# Trail ride on Rusty



## txgirl (Jul 9, 2010)

Love the spots on the ears! What a good ride.


----------



## egrogan (Jun 1, 2011)

Loved riding along. Nice job getting Rusty back with you when he was getting too enthusiastic! I don't think I would ever get tired of looking at those symmetrical dots, even when we were having a "discussion"









It looks like we ride in a very similar landscape. Wish you were closer, I am really craving a buddy to ride with!


----------



## tinyliny (Oct 31, 2009)

Great job! It can be scary out in a big open space with a horse that decides to run! It can also be thrilling. 

Rusty is so nice, so cute. I'm envious.


----------



## pasomountain (Dec 19, 2018)

How cool! It's neat to see where other people ride like that. And Rusty does have the cutest ears.


----------



## whisperbaby22 (Jan 25, 2013)

Such pretty country.


----------



## Kalraii (Jul 28, 2015)

Wow can't believe the difference without the SNOW as if it can't actually be the same place!!!! Man what a great little ride. You see that field you lost control I just WISH I had somewhere like that. I'd throw the reins away and be like TAKEEEEEEEEE ME SOMEEEEEEEEWHEREEEEEEEEEE FASSSSSSSSSSSSSST!!! But nope, dodging dog walkers and push chairs is my current life  Keep recording and adding onto it. Now you have a trailer I'm guessing when you get spare time you can go on an adventure outside? ^>^


----------



## LoriF (Apr 3, 2015)

Nice ride, thanks for taking us with you. I want a go pro!!!


----------



## Chevaux (Jun 27, 2012)

Nice video, aa. You’ve got a good place to ride in.


----------



## Acadianartist (Apr 21, 2015)

Kalraii said:


> Wow can't believe the difference without the SNOW as if it can't actually be the same place!!!! Man what a great little ride. You see that field you lost control I just WISH I had somewhere like that. I'd throw the reins away and be like TAKEEEEEEEEE ME SOMEEEEEEEEWHEREEEEEEEEEE FASSSSSSSSSSSSSST!!! But nope, dodging dog walkers and push chairs is my current life  Keep recording and adding onto it. Now you have a trailer I'm guessing when you get spare time you can go on an adventure outside? ^>^


haha... yes, it's like we live in a completely different country here when summer comes. Lush greenery everywhere like mother nature is on a post-menopausal cruise vacation shopping spree. And I can ride for miles without seeing any signs of civilization out here. The challenge is to find good trails, but I've mapped out some old roads that I will be exploring as I go further and further out. I am usually alone though, so I am somewhat cautious. There isn't even cell service once I get beyond our property, but I bring it with me anyway, in the hopes that I could be found by GPS. And I use the Equilab app which tracks me and shows me where I've been even without cell service. I'm not as daring as I was when I was a reckless teen out for the entire day on my horse, no maps, cell phones, or helmet for that matter! But Rusty, despite his occasional burst of energy, feels safe to me, like he wants to go on adventures together, not ditch me to run back home. I think this is finally the horse I can go plein air painting on! If I ever have enough time for that.  But he's 7, so we have many years ahead. 

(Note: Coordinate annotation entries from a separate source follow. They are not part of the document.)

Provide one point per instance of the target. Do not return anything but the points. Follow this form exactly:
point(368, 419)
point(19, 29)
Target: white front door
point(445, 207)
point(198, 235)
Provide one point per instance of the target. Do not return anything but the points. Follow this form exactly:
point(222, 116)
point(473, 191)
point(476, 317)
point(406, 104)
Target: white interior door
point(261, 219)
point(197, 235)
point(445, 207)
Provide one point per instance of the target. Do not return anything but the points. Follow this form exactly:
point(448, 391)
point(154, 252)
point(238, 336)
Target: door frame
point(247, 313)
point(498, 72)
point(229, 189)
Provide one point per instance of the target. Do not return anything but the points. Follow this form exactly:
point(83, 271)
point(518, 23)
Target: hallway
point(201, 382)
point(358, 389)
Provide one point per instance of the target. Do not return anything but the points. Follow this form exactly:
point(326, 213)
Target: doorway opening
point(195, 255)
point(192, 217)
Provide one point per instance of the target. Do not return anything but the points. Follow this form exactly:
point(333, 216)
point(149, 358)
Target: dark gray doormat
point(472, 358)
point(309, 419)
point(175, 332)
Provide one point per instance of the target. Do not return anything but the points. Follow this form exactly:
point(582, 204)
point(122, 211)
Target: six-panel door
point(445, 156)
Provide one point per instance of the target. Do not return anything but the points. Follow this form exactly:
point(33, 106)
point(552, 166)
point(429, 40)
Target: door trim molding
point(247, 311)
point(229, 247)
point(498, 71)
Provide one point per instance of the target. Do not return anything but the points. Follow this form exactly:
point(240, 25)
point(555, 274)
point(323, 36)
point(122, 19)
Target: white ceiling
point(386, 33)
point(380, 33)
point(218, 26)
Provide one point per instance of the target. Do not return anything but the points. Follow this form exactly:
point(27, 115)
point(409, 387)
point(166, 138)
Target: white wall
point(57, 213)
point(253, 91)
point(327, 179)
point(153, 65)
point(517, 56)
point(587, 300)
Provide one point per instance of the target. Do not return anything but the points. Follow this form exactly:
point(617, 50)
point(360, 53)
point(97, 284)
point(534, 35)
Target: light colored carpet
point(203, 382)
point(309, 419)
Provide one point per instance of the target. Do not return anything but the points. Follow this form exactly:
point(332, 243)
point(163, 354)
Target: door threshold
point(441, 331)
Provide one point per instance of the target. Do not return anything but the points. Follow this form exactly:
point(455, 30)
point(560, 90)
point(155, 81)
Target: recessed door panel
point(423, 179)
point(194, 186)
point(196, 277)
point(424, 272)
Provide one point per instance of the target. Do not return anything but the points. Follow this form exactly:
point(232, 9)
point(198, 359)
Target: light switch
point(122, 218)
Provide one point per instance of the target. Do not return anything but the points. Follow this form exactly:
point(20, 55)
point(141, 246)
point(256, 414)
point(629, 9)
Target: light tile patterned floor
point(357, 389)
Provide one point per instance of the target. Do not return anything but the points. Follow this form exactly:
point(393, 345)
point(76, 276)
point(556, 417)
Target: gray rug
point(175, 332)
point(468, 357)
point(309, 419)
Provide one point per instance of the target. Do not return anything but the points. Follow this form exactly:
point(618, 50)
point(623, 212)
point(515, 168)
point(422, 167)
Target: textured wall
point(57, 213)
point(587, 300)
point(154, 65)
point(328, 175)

Funny thing is that I'd been thinking of letting him run in that field for a while... I felt it was time to let him canter a bit, but other than throwing in a few accidental canter strides (and some accidental jumps over water), I had kept him to a walk/trot so far because it is so open. In my perfect plan, I was going to let him canter UPhill though, so that I'd easily be able to bring him back at the top. He had different ideas, lol. My biggest worry was that he was going to keep running to the barn. To get back, we have to go through some narrow wooded trails, and I'm not confident he'd get through without scraping me off his back. but luckily, he doesn't WANT to go home when he's on a trail (sometimes I have to fight with him to go back to the barn lol).When we're in the woods and he sees what looks like the trail branching off, he points his nose towards it because he wants to see what's down there! I've never ridden a horse with such a sense of adventure. 

So yes, there will be more! I have to get as much riding in as I can over the next 4 months or so before snow falls again!


----------